Kelly and Nelson have structured their book in ten chapters, the first being biographical and the remaining nine reflecting different aspects of a single spirituality (such as justice, discipleship, christocentrism, community, and preaching). The authors often point out clear and relevant parallels between Bonhoeffer's world and our own. In his response to injustice, Bonhoeffer is repeatedly compared to Oscar Romero and the struggles faced by that moral leader and fellow martyr in El Salvador closer to our own time. And the authors rightly draw our attention to parallels between Germany in the 1930's and contemporary America. Both nations found their churches, like the surrounding culture, obsessed with national security and willingly turning over to the governments personal freedoms and consent to wage secret wars.

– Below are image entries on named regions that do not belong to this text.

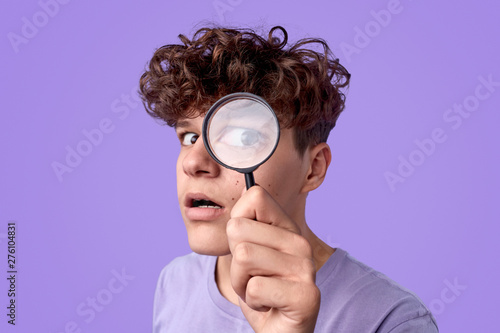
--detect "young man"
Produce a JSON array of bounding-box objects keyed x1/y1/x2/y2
[{"x1": 140, "y1": 27, "x2": 438, "y2": 333}]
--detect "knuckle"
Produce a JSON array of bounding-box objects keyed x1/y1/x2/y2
[
  {"x1": 233, "y1": 243, "x2": 250, "y2": 265},
  {"x1": 246, "y1": 277, "x2": 262, "y2": 301},
  {"x1": 300, "y1": 258, "x2": 316, "y2": 277}
]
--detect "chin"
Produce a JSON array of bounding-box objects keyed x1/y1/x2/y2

For all of its many virtues, one suspects that this book would have benefited from more careful editing. Many of the key quotes appear more than once (e.g. 12, 89) and much of the biographical information is repeated throughout, often as though it is being introduced for the first time. This is certainly a symptom of the authors' unnecessary attempts to make the chapters stand alone thematically. Nevertheless, those who are looking for a fine, thorough introduction to the life and work of Bonhoeffer will be pleased and will likely return to it, not only for information, but also inspiration.